Page 1 of 1

Dealing with a bug that persists a restart

Posted: Tue May 24, 2022 11:23 am
by JosuGZ
I've witnessed this behavior 4 times in several years so it is very hard to debug:

My chip is trying to read from an UART and doesn't get a response. After a while, it assumes that something is wrong and crashes, restarting again. And it happens again. And again.

Either the chip is not writing (hence not getting a response) or it is unable to read. And the big problem is that this survives my watchdog task restarting the chip.

Then, I trigger a restart with the enable pin, and the bug goes away.

Any suggestions? Perhaps this is a known bug fixed on some IDF version? It is like some bit flipped and not properly initialized after a restart.

The biggest problem is that if this happens, a manual restart is required.

Re: Dealing with a bug that persists a restart

Posted: Tue May 24, 2022 12:30 pm
by boarchuz
A software restart (including panic, abort, etc) doesn't reset the whole system.

Only power on, RTC WDT, and brownout will do that. You can do a 'full' reset in software by using the RTC WDT.

This is a good start: https://github.com/espressif/esp-idf/bl ... #L749-L754

(Although I should add that this might still be a bug.
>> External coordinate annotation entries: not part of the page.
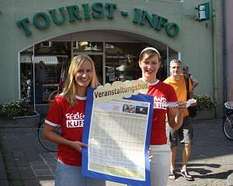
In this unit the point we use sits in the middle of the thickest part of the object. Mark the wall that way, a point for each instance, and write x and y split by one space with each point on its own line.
194 41
229 48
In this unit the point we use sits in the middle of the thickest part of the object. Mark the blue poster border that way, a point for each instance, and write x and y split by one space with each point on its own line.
87 121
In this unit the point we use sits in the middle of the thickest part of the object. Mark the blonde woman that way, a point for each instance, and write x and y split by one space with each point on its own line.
67 112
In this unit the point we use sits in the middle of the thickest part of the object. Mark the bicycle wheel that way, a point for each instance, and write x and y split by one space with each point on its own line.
228 127
46 144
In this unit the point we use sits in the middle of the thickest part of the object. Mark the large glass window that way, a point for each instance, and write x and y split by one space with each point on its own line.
121 61
43 67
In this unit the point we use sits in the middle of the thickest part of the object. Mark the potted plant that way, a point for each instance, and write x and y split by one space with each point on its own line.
20 112
205 107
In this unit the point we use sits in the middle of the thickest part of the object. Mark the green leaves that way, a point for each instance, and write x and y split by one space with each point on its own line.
17 108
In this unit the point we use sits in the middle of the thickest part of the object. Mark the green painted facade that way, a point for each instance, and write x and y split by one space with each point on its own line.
170 22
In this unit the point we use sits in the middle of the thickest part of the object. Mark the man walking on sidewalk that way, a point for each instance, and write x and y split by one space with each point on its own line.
184 134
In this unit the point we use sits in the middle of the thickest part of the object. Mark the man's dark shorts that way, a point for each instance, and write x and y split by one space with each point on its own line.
183 135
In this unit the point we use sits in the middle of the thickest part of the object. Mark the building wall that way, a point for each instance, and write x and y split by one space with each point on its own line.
229 48
194 41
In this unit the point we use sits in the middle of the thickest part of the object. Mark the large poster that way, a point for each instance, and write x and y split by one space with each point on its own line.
117 131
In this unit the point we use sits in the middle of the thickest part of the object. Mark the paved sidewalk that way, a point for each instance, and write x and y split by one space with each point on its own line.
28 164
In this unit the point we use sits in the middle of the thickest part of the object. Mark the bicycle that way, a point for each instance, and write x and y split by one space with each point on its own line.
228 121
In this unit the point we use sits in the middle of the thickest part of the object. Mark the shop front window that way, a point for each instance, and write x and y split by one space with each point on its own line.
44 66
122 61
43 70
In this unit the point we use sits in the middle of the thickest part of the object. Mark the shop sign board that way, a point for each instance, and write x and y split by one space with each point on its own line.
95 11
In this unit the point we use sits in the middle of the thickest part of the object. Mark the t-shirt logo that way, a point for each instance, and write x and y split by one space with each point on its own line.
74 120
160 103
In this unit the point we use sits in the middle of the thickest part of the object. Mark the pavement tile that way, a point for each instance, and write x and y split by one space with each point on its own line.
28 164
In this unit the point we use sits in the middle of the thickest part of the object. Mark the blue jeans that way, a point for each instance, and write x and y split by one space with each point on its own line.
67 175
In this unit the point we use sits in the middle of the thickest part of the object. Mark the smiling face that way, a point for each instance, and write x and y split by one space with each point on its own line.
84 75
149 65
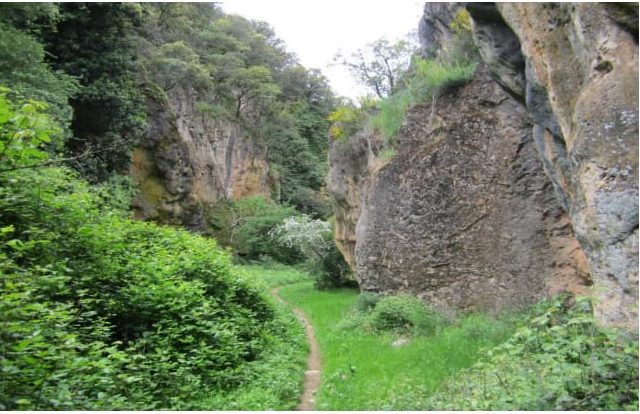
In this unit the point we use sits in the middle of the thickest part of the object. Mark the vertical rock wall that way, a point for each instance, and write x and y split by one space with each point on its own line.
576 69
520 186
464 216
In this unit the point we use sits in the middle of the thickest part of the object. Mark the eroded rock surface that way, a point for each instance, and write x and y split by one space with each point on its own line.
189 161
580 85
518 187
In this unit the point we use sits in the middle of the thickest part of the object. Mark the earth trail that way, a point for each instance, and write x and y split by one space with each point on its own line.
314 367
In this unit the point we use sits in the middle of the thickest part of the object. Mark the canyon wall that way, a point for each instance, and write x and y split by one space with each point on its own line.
576 70
189 160
523 182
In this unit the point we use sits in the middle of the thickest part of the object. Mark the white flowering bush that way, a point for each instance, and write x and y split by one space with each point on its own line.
314 239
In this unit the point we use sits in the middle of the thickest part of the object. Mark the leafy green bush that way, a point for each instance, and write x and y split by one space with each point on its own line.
100 312
314 239
346 120
399 314
404 314
25 131
367 301
559 359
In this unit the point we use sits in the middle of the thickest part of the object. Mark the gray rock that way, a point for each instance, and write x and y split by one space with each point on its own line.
464 216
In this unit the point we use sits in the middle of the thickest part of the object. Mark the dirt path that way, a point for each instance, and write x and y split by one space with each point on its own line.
312 375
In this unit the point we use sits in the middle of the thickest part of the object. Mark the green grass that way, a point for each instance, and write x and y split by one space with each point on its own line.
275 380
365 372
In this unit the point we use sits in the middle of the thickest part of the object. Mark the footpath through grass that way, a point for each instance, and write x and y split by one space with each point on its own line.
363 371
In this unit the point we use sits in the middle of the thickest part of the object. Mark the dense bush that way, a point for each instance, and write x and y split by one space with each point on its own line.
404 314
244 226
398 314
314 239
559 359
102 312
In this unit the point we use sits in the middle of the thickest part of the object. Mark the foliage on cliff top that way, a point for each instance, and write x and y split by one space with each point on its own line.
102 60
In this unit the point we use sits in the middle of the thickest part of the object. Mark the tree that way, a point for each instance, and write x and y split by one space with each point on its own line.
379 65
252 84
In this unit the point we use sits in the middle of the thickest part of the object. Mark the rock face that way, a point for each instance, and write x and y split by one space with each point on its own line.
464 215
576 69
189 161
517 187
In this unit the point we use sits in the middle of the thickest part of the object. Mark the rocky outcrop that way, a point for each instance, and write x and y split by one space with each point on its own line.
352 163
575 66
464 215
189 160
433 29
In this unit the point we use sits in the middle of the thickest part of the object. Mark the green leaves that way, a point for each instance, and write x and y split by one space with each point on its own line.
24 131
557 360
100 312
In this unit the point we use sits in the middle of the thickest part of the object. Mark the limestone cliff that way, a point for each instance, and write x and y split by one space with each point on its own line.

The UART should not break because of a restart. The above is a workaround to guarantee a clean reset.)

Re: Dealing with a bug that persists a restart

Posted: Wed May 25, 2022 9:14 am
by JosuGZ
I will investigate that so I can make a full restart (can I trigger the watchdog manually?). Would a full restart like the one you mention clear the RTC_NO_INIT memory?
Although I should add that this might still be a bug. The UART should not break because of a restart
Just for clarification, the UART does not break because of a restart, it does not "heal" after the restart (the original cause of the bug that causes the UART to break is unknown). I'm on an old version so perhaps this is fixed, who knows.

Re: Dealing with a bug that persists a restart

Posted: Wed May 25, 2022 10:33 am
by boarchuz
JosuGZ wrote:
Wed May 25, 2022 9:14 am
can I trigger the watchdog manually?
The linked IDF snippet will do this - set the timeout to 0 to reset immediately.
JosuGZ wrote:
Wed May 25, 2022 9:14 am
Would a full restart like the one you mention clear the RTC_NO_INIT memory?
It shouldn't ever be cleared.
I'm guessing memory isn't powered down during a RTCWDT reset so I would expect whatever is there to remain intact. (Maybe someone who knows a lot more about it can answer that for sure?)
Of course you'd use a CRC or similar to check contents on reset anyway.

Re: Dealing with a bug that persists a restart

Posted: Wed May 25, 2022 10:23 pm
by JosuGZ
Of course you'd use a CRC or similar to check contents on reset anyway.
I use a special 64bits key, if it is there, I know I'm dealing with data from the previous run.

Re: Dealing with a bug that persists a restart

Posted: Thu May 26, 2022 2:06 pm
by JosuGZ
My particular problem was a pin staying high after a reset. Something as simple as this can reproduce it:

Code: Select all

main:
delay 10s
set pin_32 high
abort
It starts low, but then goes high and never goes back to low, both with abort, with esp_restart, and entering a critical zone so the interrupt watchdog causes a reset. Only the enable pin can get back the pin_32 to its initial configuration.

So I believe the solution with the watchdog won't work.

This probably fixed on some newer version I hope.

Re: Dealing with a bug that persists a restart

Posted: Thu May 26, 2022 5:41 pm
by boarchuz
If pin 32 is configured as a RTC GPIO then it should be unaffected by a software restart so that's the expected behaviour. If it's configured as a digital GPIO then it should be reset back to default.

RTC WDT will reset everything. It's functionally equivalent to toggling the enable pin.